---
layout: handbook-page-toc
title: "Reliable tests"
---

## On this page
{:.no_toc .hidden-md .hidden-lg}

- TOC
{:toc .hidden-md .hidden-lg}

### Overview

This page describes the process and technical documentation around reliable tests at [GitLab](http://gitlab.com/gitlab-org/gitlab), for both API and UI end-to-end tests located inside the `qa/qa/specs/features/` directory.

Reliable tests are executed as a blocking step in the release process. It is vital that these tests are optimized to run quickly and do not have transient failures. Transient failures of `reliable` tests will lead to blocking the release team. 

### Defining a reliable test

A reliable test is an end-to-end test that passes consistently in [all pipelines, including merge requests](https://about.gitlab.com/handbook/engineering/quality/guidelines/debugging-qa-test-failures/#scheduled-qa-test-pipelines), for at least seven days. Such a test can be given the `:reliable` tag.

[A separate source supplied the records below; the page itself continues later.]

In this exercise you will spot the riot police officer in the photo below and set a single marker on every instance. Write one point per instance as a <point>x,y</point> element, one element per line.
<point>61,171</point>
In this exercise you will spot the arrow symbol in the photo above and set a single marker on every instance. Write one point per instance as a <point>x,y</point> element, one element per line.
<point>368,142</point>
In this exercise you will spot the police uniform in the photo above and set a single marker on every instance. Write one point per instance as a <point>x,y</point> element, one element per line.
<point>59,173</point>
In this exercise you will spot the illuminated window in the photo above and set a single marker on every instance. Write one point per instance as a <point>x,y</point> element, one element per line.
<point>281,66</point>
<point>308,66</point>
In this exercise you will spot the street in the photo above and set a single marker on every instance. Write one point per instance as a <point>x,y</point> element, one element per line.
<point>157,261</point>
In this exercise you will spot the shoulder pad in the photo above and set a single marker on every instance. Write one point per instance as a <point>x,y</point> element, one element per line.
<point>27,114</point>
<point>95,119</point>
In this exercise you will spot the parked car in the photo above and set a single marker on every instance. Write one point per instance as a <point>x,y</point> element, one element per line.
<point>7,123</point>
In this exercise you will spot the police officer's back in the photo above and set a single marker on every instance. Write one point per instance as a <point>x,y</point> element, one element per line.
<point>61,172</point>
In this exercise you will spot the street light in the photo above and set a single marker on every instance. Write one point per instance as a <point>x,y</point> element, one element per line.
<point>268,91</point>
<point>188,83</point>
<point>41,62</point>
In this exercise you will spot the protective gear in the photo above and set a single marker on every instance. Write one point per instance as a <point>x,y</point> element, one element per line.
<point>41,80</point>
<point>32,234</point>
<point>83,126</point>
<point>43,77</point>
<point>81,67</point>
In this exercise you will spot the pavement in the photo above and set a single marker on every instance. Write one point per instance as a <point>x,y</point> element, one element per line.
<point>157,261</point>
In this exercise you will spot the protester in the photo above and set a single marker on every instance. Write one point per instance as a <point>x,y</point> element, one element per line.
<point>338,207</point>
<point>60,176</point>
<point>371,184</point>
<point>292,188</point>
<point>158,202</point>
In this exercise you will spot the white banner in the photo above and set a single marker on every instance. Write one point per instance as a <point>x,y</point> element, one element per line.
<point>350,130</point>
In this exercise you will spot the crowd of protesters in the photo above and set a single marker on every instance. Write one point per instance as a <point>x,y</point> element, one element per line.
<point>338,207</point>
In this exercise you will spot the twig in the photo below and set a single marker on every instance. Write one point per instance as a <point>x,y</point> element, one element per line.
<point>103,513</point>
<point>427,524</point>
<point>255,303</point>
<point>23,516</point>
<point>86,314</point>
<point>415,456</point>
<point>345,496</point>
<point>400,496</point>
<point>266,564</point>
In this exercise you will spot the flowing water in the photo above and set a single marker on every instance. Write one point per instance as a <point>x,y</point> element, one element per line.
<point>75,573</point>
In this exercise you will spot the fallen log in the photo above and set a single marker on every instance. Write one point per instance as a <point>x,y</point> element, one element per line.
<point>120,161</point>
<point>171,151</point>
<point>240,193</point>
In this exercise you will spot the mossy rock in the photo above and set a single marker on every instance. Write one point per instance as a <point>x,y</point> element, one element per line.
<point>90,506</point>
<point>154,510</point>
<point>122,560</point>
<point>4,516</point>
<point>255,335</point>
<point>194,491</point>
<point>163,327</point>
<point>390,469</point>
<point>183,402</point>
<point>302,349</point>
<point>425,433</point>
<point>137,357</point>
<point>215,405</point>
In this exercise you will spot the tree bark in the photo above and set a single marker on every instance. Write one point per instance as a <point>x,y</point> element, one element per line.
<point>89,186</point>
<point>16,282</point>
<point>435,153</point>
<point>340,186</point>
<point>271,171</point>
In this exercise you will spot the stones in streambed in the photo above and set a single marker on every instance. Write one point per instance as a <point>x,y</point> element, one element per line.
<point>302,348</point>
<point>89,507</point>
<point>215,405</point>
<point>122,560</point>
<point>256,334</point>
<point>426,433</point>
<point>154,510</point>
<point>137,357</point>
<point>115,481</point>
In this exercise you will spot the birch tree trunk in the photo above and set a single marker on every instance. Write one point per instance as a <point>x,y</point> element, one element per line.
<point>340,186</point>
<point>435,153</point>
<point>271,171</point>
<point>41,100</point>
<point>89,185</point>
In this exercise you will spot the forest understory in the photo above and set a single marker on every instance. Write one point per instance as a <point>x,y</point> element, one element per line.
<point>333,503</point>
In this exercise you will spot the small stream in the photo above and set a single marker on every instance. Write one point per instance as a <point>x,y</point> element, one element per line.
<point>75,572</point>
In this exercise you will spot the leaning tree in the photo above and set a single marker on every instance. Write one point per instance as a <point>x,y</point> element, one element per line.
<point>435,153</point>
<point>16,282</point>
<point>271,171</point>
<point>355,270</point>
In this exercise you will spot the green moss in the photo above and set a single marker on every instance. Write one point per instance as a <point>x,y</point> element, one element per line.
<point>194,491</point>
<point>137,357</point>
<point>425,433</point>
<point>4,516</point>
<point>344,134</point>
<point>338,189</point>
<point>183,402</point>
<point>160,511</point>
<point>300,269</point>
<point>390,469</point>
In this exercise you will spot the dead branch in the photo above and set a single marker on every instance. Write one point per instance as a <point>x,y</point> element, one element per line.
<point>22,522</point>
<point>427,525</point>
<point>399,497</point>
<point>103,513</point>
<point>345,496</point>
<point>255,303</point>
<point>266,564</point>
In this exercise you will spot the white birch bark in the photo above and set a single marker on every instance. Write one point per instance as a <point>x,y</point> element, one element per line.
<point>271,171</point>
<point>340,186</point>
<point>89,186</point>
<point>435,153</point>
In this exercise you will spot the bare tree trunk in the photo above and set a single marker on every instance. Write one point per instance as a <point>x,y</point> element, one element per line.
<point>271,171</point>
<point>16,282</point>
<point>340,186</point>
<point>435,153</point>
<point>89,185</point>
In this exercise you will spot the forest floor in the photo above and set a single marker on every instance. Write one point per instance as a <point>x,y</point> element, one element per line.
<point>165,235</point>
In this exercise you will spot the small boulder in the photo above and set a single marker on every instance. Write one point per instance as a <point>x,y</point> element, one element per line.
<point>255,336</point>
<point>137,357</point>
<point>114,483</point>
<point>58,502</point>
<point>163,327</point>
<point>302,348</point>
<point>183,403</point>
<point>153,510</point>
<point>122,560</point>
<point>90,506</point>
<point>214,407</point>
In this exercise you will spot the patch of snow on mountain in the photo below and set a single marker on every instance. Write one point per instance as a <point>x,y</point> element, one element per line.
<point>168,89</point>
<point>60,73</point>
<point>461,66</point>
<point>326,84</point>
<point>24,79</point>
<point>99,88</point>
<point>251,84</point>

### Promoting an existing test to reliable

If an end-to-end test consistently passes for 7 consecutive days (as mentioned above), it could be considered a reliable test.

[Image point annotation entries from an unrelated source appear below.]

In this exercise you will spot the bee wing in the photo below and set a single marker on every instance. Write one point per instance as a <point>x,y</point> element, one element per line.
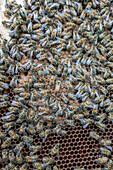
<point>109,147</point>
<point>85,125</point>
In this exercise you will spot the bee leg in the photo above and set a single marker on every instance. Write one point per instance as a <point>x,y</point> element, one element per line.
<point>85,125</point>
<point>7,130</point>
<point>31,153</point>
<point>109,147</point>
<point>58,153</point>
<point>44,139</point>
<point>100,121</point>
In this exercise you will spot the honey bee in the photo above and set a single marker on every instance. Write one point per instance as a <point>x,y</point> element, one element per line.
<point>8,125</point>
<point>27,139</point>
<point>5,155</point>
<point>54,119</point>
<point>77,168</point>
<point>31,129</point>
<point>78,116</point>
<point>105,151</point>
<point>86,122</point>
<point>64,98</point>
<point>44,134</point>
<point>2,135</point>
<point>31,158</point>
<point>19,90</point>
<point>94,135</point>
<point>55,150</point>
<point>11,156</point>
<point>57,86</point>
<point>69,122</point>
<point>39,126</point>
<point>55,167</point>
<point>100,116</point>
<point>109,108</point>
<point>106,142</point>
<point>24,167</point>
<point>13,134</point>
<point>48,160</point>
<point>57,129</point>
<point>39,165</point>
<point>109,165</point>
<point>52,80</point>
<point>34,149</point>
<point>6,143</point>
<point>19,147</point>
<point>110,117</point>
<point>100,125</point>
<point>102,160</point>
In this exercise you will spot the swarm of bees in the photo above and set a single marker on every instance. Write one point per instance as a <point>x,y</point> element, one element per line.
<point>60,62</point>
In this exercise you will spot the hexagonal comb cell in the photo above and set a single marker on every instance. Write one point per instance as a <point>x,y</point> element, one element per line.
<point>56,84</point>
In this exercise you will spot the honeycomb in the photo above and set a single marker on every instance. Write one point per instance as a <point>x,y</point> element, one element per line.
<point>76,148</point>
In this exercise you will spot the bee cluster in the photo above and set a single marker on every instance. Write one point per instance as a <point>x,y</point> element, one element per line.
<point>56,75</point>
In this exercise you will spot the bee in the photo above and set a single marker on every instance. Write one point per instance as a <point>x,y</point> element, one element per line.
<point>94,135</point>
<point>39,165</point>
<point>44,134</point>
<point>102,160</point>
<point>19,147</point>
<point>13,134</point>
<point>11,156</point>
<point>6,143</point>
<point>110,117</point>
<point>52,80</point>
<point>86,122</point>
<point>77,168</point>
<point>100,125</point>
<point>8,117</point>
<point>5,155</point>
<point>30,115</point>
<point>68,85</point>
<point>68,112</point>
<point>19,158</point>
<point>10,166</point>
<point>110,53</point>
<point>48,160</point>
<point>78,116</point>
<point>64,98</point>
<point>31,158</point>
<point>24,167</point>
<point>2,135</point>
<point>69,122</point>
<point>8,125</point>
<point>39,126</point>
<point>31,129</point>
<point>109,81</point>
<point>99,99</point>
<point>34,149</point>
<point>39,85</point>
<point>57,86</point>
<point>109,165</point>
<point>55,167</point>
<point>54,119</point>
<point>19,90</point>
<point>4,104</point>
<point>22,128</point>
<point>105,151</point>
<point>106,142</point>
<point>55,150</point>
<point>101,116</point>
<point>25,95</point>
<point>3,78</point>
<point>27,139</point>
<point>109,108</point>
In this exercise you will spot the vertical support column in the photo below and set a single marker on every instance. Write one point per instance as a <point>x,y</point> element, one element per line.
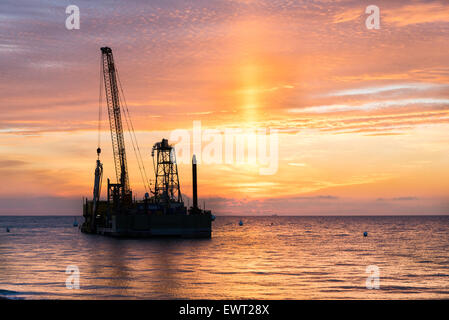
<point>194,183</point>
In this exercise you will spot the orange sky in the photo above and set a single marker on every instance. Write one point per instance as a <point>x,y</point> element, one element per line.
<point>362,114</point>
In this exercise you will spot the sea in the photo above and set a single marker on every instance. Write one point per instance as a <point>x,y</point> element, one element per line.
<point>275,257</point>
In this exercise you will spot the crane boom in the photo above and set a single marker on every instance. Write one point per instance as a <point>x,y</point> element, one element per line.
<point>115,118</point>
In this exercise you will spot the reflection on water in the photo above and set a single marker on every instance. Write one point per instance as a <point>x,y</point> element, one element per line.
<point>266,258</point>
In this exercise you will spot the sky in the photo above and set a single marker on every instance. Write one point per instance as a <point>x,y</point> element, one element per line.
<point>362,114</point>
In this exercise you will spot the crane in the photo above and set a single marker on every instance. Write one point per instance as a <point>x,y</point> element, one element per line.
<point>121,189</point>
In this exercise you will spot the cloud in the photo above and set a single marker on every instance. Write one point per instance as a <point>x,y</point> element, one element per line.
<point>398,199</point>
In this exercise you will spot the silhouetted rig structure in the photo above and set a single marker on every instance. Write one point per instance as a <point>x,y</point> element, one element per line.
<point>162,211</point>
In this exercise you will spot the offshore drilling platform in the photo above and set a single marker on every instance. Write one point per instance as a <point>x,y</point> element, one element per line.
<point>162,211</point>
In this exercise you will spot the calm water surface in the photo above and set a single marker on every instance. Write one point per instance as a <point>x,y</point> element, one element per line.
<point>266,258</point>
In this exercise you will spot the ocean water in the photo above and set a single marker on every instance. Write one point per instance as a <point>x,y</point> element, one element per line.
<point>266,258</point>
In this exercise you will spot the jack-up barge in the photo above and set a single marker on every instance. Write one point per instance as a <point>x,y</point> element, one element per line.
<point>162,211</point>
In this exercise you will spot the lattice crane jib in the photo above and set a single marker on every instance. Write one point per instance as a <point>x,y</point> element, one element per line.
<point>115,119</point>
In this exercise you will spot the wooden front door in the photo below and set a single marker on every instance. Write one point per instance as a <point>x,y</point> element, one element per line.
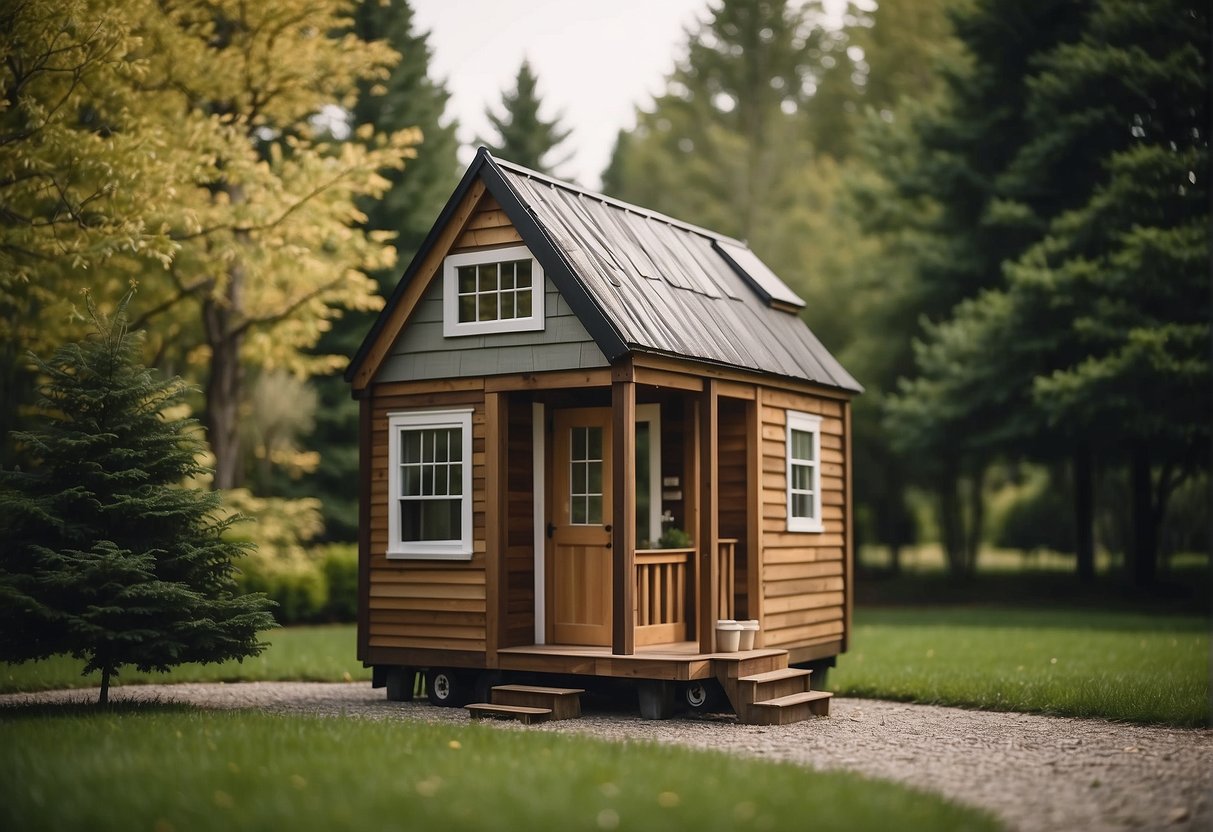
<point>579,588</point>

**Note:** the DRI for promoting existing tests to reliable is the author of the test. In case the author of the test isn't available, the counterpart SET of the test's DevOps stage should be the DRI.

### Promoting a new test to reliable

These are the steps required to promote a new test to reliable

1. All new tests should start with a quarantine tag of `type: :new`, and they should be monitored in all environments that are part of the release process for seven days.
2. If the new tests do not fail in the quarantine jobs for the seven days, the quarantine tag is removed and then they are again monitored for seven more days.
3. If the new tests do not fail while out of quarantine for the seven days, they are promoted to reliable.

**Note:** the DRI for promoting new tests to reliable is the author of the MR that adds the new test(s).

### What to do when a reliable test fails?

A test is no longer considered reliable if it fails in any pipeline, including in merge requests, and the cause of the failure is found to be

* the test itself, or
* relevant unreliable parts of the test framework, or
* minor transient test infrastructure issues, or
* any other similar cause that the test should be able to cope with.

In this case, the following process should be followed.

1. Remove the `:reliable` tag
2. Fix the test so that it passes consistently and then go through the process to ensure it's reliable again as if it was a new test

**Note:** A test is still reliable if it fails due to a bug in the application code, or due to issues with the application infrastructure that the test is not expected to handle.

**Note 2:** there's a detailed list of possible failures available in the debugging failing tests guideline, on [section 4. Classify and triage the failure](https://about.gitlab.com/handbook/engineering/quality/guidelines/debugging-qa-test-failures/#4-classify-and-triage-the-failure)

### How to run the reliable tests

The following command is used to run the reliable tests:
`bin/qa Test::Instance::All http://localhost:3000 -- --tag reliable`

**Note:** in the above example, `http://localhost:3000` exemplifies how to run the reliable tests against a local GDK environment. This means that this argument can be changed to run the same tests against different environments.

### When and where the tests are run

Reliable tests will be run as part of the release process, [during every deployment in staging, canary, and production](https://about.gitlab.com/handbook/engineering/quality/guidelines/debugging-qa-test-failures/#scheduled-qa-test-pipelines) environments.

This is in addition to the `smoke tests` that is already run as part of the release process

### Open questions

There is still one open question that needs to be addressed, as described below.

1. How are the last 7 days of data gathered?

We could potentially use the test suites report to gather such data (e.g., https://ops.gitlab.net/gitlab-org/quality/staging/pipelines/116213/test_report.)

The following issues could be useful as well.

- https://gitlab.com/gitlab-org/gitlab/issues/24944
- https://gitlab.com/gitlab-org/quality/team-tasks/issues/187

**Notes:**

- Currently, this is a manual process where we need to analyze across different pipelines/channels/environments to determine whether it is safe to move a test to a separate bucket.
- The next step is to come up with a semi-automated process. This process could be a weekly test cases' health report that is generated and grouped under three buckets - new tests, unquarantined, and reliable. This report would be helpful in quickly identifying the health of a test case. The moving of test cases across buckets would still be a manual process.
- The long term goal would be identifying and moving tests across buckets automatically.

> If there are more open questions they can be added here too.